The long division method is particularly useful for non-perfect square numbers. In this method, we should check the closest perfect square number for the given number. Let us now learn how to find the square root using the long division method, step by step:

Step 1: To begin with, group the numbers from right to left. For 739, group it as 39 and 7.

Step 2: Now find n whose square is ≤ 7. We can say n is ‘2’ because 2 × 2 = 4, which is ≤ 7. The quotient is 2, and after subtracting 4 from 7, the remainder is 3.

Step 3: Bring down 39, making the new dividend 339. Add the old divisor with the same number, 2 + 2 = 4, to get a new divisor.

Step 4: Now find the largest n such that 4n × n ≤ 339. Let’s consider n as 8. Now, 48 × 8 = 384, which is greater than 339. Trying n as 7, we get 47 × 7 = 329, which is less than 339.

Step 5: Subtract 329 from 339, the difference is 10, and the quotient is 27.

Step 6: Since the dividend is less than the divisor, we add a decimal point and two zeroes to the dividend. The new dividend is 1000.

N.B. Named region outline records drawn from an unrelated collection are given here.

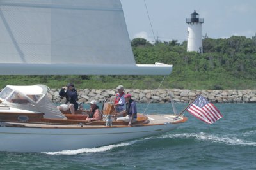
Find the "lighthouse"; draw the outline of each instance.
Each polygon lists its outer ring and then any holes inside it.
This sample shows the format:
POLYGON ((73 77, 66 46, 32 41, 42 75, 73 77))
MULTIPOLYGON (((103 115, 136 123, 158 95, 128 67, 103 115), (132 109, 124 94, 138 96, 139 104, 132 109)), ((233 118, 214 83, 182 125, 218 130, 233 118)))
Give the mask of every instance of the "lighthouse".
POLYGON ((202 24, 204 18, 199 18, 199 14, 194 11, 190 18, 186 18, 188 24, 188 46, 187 52, 198 52, 203 53, 202 24))

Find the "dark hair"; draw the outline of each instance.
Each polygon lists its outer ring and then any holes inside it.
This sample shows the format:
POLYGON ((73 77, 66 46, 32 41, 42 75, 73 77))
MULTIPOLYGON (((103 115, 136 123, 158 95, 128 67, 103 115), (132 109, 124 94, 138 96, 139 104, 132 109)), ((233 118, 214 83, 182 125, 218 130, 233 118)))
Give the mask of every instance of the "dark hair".
POLYGON ((67 85, 67 87, 70 87, 70 86, 72 86, 72 87, 74 87, 74 84, 73 84, 72 83, 69 83, 67 85))

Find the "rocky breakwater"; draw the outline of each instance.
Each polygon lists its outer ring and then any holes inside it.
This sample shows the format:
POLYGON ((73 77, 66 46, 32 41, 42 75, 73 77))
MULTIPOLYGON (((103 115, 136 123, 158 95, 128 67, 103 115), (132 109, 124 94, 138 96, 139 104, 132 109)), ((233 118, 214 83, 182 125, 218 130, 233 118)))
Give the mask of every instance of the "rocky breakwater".
MULTIPOLYGON (((48 97, 54 103, 64 103, 65 97, 59 96, 58 89, 51 89, 48 93, 48 97)), ((127 89, 125 93, 129 93, 132 98, 140 103, 168 103, 170 102, 170 95, 172 94, 173 100, 175 103, 189 103, 194 100, 196 96, 201 94, 211 103, 256 103, 256 89, 255 90, 180 90, 180 89, 159 89, 140 90, 127 89)), ((116 89, 79 89, 78 101, 88 103, 92 99, 99 103, 111 96, 115 96, 116 89)))

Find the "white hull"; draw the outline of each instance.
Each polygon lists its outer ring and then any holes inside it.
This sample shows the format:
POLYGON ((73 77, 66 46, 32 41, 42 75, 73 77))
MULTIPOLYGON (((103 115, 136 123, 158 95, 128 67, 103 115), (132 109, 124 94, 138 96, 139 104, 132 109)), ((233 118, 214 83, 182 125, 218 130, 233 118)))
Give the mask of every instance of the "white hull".
POLYGON ((113 128, 0 127, 0 150, 44 152, 98 147, 164 133, 179 124, 113 128))

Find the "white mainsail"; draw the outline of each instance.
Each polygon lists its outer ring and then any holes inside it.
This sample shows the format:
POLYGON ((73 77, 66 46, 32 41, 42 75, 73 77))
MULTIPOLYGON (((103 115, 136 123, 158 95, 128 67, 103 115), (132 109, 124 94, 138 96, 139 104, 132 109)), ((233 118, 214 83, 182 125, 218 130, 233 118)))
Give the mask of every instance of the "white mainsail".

Step 7: Find the new divisor. The divisor is now 274, and we try n as 3, since 2743 × 3 = 8229. Continue these steps until we achieve the desired precision.

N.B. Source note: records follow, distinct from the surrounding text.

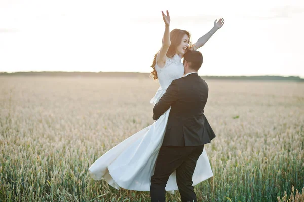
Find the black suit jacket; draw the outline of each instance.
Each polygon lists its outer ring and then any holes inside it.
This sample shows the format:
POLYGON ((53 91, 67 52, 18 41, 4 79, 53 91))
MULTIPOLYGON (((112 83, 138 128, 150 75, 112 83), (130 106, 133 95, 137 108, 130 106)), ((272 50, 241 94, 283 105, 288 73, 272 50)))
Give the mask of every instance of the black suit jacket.
POLYGON ((208 85, 196 73, 172 82, 153 108, 156 120, 171 106, 163 146, 199 146, 215 137, 204 115, 208 95, 208 85))

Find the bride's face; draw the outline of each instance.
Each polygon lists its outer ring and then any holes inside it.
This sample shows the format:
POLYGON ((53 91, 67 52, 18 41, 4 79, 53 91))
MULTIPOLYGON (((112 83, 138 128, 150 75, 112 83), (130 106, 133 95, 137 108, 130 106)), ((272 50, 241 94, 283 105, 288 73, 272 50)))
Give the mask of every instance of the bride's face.
POLYGON ((189 47, 189 37, 187 34, 185 34, 179 45, 176 47, 176 53, 178 55, 183 55, 186 50, 189 47))

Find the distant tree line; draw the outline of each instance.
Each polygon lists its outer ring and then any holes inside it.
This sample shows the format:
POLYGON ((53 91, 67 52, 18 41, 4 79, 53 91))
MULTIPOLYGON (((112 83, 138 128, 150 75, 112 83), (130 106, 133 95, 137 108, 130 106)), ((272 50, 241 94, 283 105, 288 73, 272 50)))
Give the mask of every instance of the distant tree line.
MULTIPOLYGON (((55 76, 55 77, 150 77, 149 73, 138 72, 20 72, 14 73, 0 72, 1 76, 55 76)), ((201 76, 206 80, 287 80, 304 82, 304 79, 299 76, 201 76)))

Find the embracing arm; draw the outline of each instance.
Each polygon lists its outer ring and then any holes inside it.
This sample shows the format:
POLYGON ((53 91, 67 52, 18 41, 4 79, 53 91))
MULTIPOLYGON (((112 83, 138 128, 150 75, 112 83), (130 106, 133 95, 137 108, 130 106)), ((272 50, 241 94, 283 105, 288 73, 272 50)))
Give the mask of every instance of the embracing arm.
POLYGON ((177 100, 178 86, 176 80, 173 80, 168 87, 166 93, 162 96, 153 107, 152 119, 157 120, 177 100))
POLYGON ((169 49, 169 47, 171 45, 170 40, 170 18, 169 15, 169 12, 167 11, 167 16, 166 16, 163 11, 163 20, 165 22, 165 33, 164 33, 164 37, 163 37, 163 45, 161 49, 159 51, 156 56, 156 61, 157 65, 160 67, 164 67, 167 60, 167 52, 169 49))
POLYGON ((224 20, 223 18, 221 18, 219 20, 216 22, 217 20, 214 21, 214 26, 211 29, 211 30, 207 32, 206 34, 199 38, 199 39, 190 47, 190 49, 194 51, 196 50, 203 46, 212 36, 213 34, 220 29, 224 24, 224 20))

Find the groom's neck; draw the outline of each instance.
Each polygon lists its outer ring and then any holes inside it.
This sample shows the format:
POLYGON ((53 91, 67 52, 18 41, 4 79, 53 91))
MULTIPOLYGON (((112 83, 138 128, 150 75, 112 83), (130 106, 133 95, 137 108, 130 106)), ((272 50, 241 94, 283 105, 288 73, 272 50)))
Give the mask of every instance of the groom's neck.
POLYGON ((185 71, 185 75, 189 73, 198 73, 198 71, 194 70, 192 69, 189 69, 188 70, 185 71))

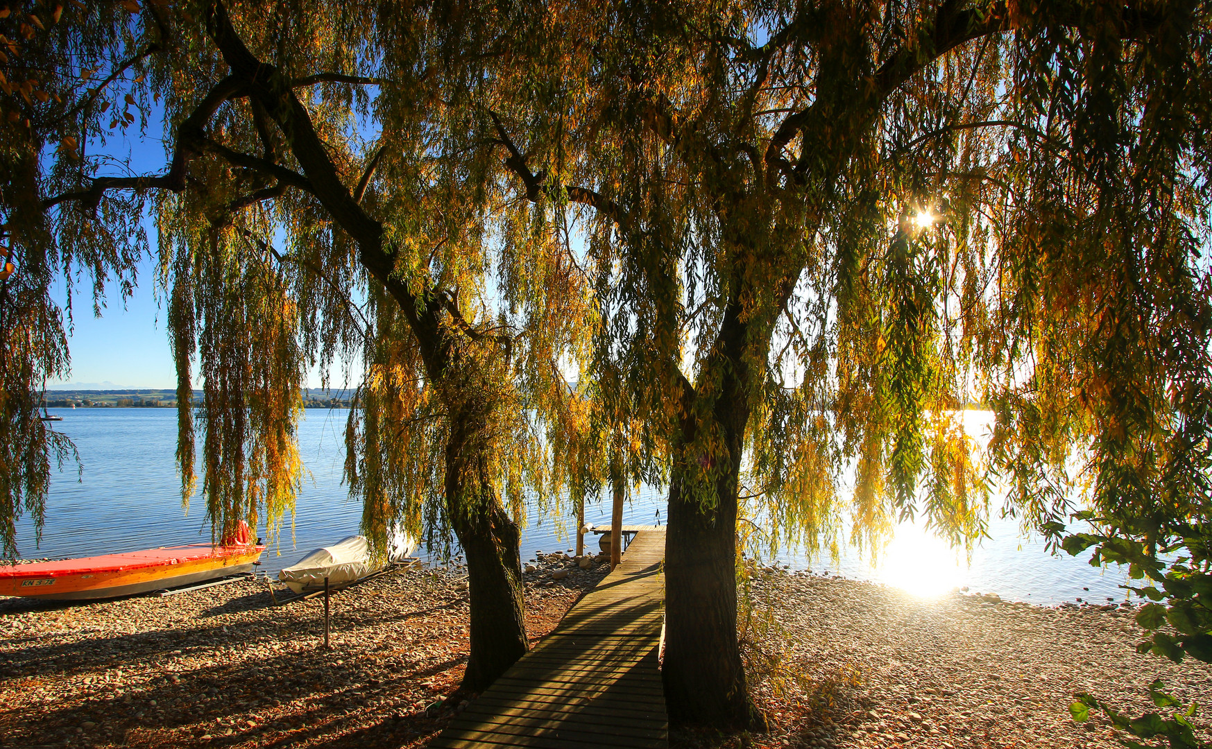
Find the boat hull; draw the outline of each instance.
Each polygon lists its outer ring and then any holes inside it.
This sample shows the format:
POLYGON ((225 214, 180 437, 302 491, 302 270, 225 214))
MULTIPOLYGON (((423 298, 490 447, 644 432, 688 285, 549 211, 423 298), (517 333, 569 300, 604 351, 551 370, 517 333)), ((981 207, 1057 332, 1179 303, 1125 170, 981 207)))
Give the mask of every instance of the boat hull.
POLYGON ((0 595, 81 601, 135 595, 251 572, 263 545, 195 544, 0 566, 0 595))

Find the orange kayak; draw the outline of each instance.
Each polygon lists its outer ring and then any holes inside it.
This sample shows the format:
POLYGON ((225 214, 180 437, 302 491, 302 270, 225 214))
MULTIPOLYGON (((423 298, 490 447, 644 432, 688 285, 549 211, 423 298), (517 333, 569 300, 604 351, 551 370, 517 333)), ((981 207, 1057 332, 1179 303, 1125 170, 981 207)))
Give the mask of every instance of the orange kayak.
POLYGON ((0 565, 0 595, 48 600, 108 599, 251 572, 265 550, 247 526, 222 545, 161 547, 82 559, 0 565))

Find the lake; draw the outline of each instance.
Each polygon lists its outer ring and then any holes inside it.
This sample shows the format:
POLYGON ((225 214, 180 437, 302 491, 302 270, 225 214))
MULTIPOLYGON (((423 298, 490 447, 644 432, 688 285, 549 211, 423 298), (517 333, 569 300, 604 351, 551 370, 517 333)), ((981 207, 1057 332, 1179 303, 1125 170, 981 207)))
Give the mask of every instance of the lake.
MULTIPOLYGON (((53 428, 68 434, 80 451, 84 475, 74 465, 52 475, 46 525, 35 545, 33 522, 18 521, 18 548, 25 558, 74 558, 210 539, 205 504, 195 497, 189 511, 181 507, 175 463, 177 419, 173 408, 52 408, 63 417, 53 428)), ((350 499, 341 482, 344 463, 344 423, 348 411, 305 411, 299 425, 299 452, 310 476, 296 503, 293 534, 287 519, 279 544, 262 558, 262 570, 275 574, 305 551, 358 532, 361 503, 350 499)), ((979 421, 979 418, 977 417, 979 421)), ((979 429, 979 423, 970 425, 979 429)), ((199 482, 200 485, 200 482, 199 482)), ((1000 498, 994 497, 993 507, 1000 498)), ((623 522, 664 522, 664 496, 644 487, 624 510, 623 522)), ((522 531, 522 558, 537 550, 572 549, 576 520, 531 518, 522 531)), ((585 521, 610 525, 610 502, 589 503, 585 521)), ((853 549, 842 549, 834 562, 784 549, 779 560, 793 570, 840 573, 886 583, 921 595, 955 587, 997 593, 1004 599, 1058 604, 1084 599, 1102 604, 1124 599, 1124 574, 1091 567, 1082 558, 1052 556, 1039 539, 1023 539, 1016 521, 993 520, 985 539, 968 564, 962 553, 907 525, 880 555, 879 564, 853 549), (1088 589, 1088 590, 1087 590, 1088 589)), ((261 530, 264 536, 264 528, 261 530)), ((587 547, 596 537, 587 538, 587 547)))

The square root of √739 is approximately 27.189.

The approximation method is another way to find square roots. It is an easy method to find the square root of a given number. Let's learn how to find the square root of 739 using the approximation method.

Step 1: Find the closest perfect squares of √739. The smallest perfect square below 739 is 729 (since √729 = 27), and the largest perfect square nearby is 784 (since √784 = 28). Thus, √739 falls between 27 and 28.

Step 2: Apply the formula: (Given number - smallest perfect square) ÷ (Greater perfect square - smallest perfect square). Using the formula, (739 - 729) ÷ (784 - 729) = 10 ÷ 55 ≈ 0.1818. Add the initial value to the decimal number: 27 + 0.1818 ≈ 27.1818. Thus, the square root of 739 is approximately 27.1818.

• Square root: A square root is the inverse operation of squaring a number. For example, 4² = 16, and the inverse is √16 = 4.

• Irrational number: An irrational number cannot be written in the form of p/q, where q is not equal to zero and p and q are integers.

• Principal square root: A number has both positive and negative square roots; however, the positive square root is often used in real-world applications, known as the principal square root.

• Prime number: A prime number has exactly two distinct positive divisors: 1 and itself. For example, 739 is a prime number.

• Decimal: A decimal number contains a whole number and a fractional part separated by a decimal point. For example, 7.86, 8.65, and 9.42 are decimals.